ECLI:NL:TADRARL:2017:74 Raad van Discipline Arnhem-Leeuwarden 16-534

ECLI: ECLI:NL:TADRARL:2017:74
Datum uitspraak: 10-04-2017
Datum publicatie: 29-05-2017
Zaaknummer(s): 16-534
Onderwerp:
  • Wat een behoorlijk advocaat betaamt t.o. de wederpartij, subonderwerp: Vrijheid van handelen
  • Wat een behoorlijk advocaat betaamt t.o. de wederpartij, subonderwerp: Jegens wederpartij in acht te nemen zorg
Beslissingen:
Inhoudsindicatie: Verzet tegen voorzittersbeslissing ongegrond verklaard. Klaagster heeft de raad verzocht kennis te nemen van een geluidsopname van een gesprek waarbij verweerder aanwezig was. Naar het oordeel van de raad is het niet nodig daarvan kennis te nemen nu door  klaagster niet adequaat is toegelicht in welke zin dat voor de beoordeling van belang zou zijn. Nu het verzet van klaagster tegen de beslissing van de voorzitter ook overigens geen nieuwe gezichtspunten oplevert is er geen plaats voor verder onderzoek naar de klacht en moet het verzet ongegrond worden verklaard.

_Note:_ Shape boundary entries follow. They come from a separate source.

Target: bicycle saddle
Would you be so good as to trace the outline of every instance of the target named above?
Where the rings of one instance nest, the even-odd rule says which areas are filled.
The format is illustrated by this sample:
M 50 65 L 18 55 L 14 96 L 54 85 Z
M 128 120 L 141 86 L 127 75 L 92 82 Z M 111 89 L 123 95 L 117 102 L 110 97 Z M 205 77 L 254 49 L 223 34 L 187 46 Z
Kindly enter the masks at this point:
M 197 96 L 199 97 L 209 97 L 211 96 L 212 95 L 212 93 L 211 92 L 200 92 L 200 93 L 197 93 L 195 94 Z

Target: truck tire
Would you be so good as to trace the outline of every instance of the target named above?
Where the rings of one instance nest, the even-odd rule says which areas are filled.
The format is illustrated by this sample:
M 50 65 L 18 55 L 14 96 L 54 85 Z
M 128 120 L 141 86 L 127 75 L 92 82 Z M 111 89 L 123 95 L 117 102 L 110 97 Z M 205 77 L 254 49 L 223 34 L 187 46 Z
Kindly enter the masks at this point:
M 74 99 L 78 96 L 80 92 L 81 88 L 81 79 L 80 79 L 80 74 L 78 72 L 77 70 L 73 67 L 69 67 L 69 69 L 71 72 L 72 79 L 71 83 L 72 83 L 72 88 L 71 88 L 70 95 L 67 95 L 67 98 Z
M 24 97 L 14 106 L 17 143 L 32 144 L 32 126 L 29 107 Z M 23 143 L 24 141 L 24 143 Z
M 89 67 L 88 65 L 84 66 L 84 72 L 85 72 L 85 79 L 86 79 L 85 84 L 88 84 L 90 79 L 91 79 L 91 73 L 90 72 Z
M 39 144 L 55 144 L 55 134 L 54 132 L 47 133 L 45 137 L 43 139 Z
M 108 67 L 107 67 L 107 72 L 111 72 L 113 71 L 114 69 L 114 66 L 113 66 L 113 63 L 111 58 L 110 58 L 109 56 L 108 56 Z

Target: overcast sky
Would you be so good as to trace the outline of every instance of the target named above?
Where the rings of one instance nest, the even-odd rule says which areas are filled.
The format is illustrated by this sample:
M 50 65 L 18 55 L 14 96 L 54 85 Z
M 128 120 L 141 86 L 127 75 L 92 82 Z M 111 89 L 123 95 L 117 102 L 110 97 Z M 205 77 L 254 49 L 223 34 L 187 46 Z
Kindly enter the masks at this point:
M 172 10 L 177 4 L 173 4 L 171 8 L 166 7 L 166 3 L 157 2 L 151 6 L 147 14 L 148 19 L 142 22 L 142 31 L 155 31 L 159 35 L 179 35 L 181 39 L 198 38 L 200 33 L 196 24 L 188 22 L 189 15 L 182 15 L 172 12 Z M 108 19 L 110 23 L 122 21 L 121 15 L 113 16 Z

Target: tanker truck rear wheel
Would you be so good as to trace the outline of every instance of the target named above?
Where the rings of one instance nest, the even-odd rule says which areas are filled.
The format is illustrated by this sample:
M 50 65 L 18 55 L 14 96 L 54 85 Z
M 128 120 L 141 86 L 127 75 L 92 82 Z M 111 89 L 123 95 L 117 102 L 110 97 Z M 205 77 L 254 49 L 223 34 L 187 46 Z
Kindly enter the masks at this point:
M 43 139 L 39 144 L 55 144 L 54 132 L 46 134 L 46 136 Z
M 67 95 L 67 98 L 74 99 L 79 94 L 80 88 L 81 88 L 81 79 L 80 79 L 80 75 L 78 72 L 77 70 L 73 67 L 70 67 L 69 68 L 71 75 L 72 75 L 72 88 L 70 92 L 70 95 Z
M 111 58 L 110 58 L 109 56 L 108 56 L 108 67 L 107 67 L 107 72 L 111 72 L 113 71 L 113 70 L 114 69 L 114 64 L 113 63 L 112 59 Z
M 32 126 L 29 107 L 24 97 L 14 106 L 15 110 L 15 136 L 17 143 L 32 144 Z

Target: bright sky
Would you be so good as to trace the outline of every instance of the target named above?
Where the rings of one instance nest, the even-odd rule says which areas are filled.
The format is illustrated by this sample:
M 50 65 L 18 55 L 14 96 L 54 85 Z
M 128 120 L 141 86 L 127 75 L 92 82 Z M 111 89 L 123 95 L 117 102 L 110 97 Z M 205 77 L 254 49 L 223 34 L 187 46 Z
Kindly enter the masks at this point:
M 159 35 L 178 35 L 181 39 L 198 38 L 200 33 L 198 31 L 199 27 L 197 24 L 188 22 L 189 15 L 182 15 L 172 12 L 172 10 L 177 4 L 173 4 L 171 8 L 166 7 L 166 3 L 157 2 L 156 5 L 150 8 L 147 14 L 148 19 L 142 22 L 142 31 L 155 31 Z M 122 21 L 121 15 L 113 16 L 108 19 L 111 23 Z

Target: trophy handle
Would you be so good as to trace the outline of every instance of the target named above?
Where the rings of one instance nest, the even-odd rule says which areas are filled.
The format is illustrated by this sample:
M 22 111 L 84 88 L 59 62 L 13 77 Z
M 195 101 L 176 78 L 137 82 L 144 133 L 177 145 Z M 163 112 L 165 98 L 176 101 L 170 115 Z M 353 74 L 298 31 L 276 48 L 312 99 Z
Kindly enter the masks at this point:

Beslissing van de raad van discipline in het ressort Arnhem-Leeuwarden

van 10 april 2017

in de zaak 16-534

naar aanleiding van het verzet tegen de beslissing van de plaatsvervangend voorzitter van de raad van discipline van 29 augustus 2016 op de klacht van:

stichting X

gevestigd te A,

klaagster

tegen

mr. Y,

advocaat te B

verweerder

1.    VERLOOP VAN DE PROCEDURE

1.1    Bij brief van 13 mei 2015 (met bijlagen verzonden per e-mail van 1 oktober 2015) heeft klaagster, hierna: de stichting, zich bij de deken van de Orde van Advocaten in het arrondissement Noord-Nederland beklaagd over verweerder.

1.2    Bij brief aan de raad van 6 juni 2016 met kenmerk 2015 KNN085, door de raad ontvangen op 8 juni 2016, heeft de deken de klacht ter kennis van de raad gebracht.

1.3    Bij beslissing van 29 augustus 2016 heeft de plaatsvervangend voorzitter van de raad (hierna: de voorzitter) de klacht kennelijk ongegrond verklaard, welke beslissing op 29 augustus 2016 is verzonden aan klaagster

1.4    Bij brief van 8 september 2016, door de raad ontvangen op 13 september 2016, heeft klaagster verzet ingesteld tegen de beslissing van de voorzitter. Op 24 december 2016 heeft de griffie van klaagster nog een e-mail met bijlage ontvangen. Van verweerder heeft de raad nog een brief van 3 januari 2017 met bijlagen ontvangen.

1.5    Het verzet is behandeld ter zitting van de raad van 16 januari 2017 in aanwezigheid van de twee heren namens klaagster, en verweerder.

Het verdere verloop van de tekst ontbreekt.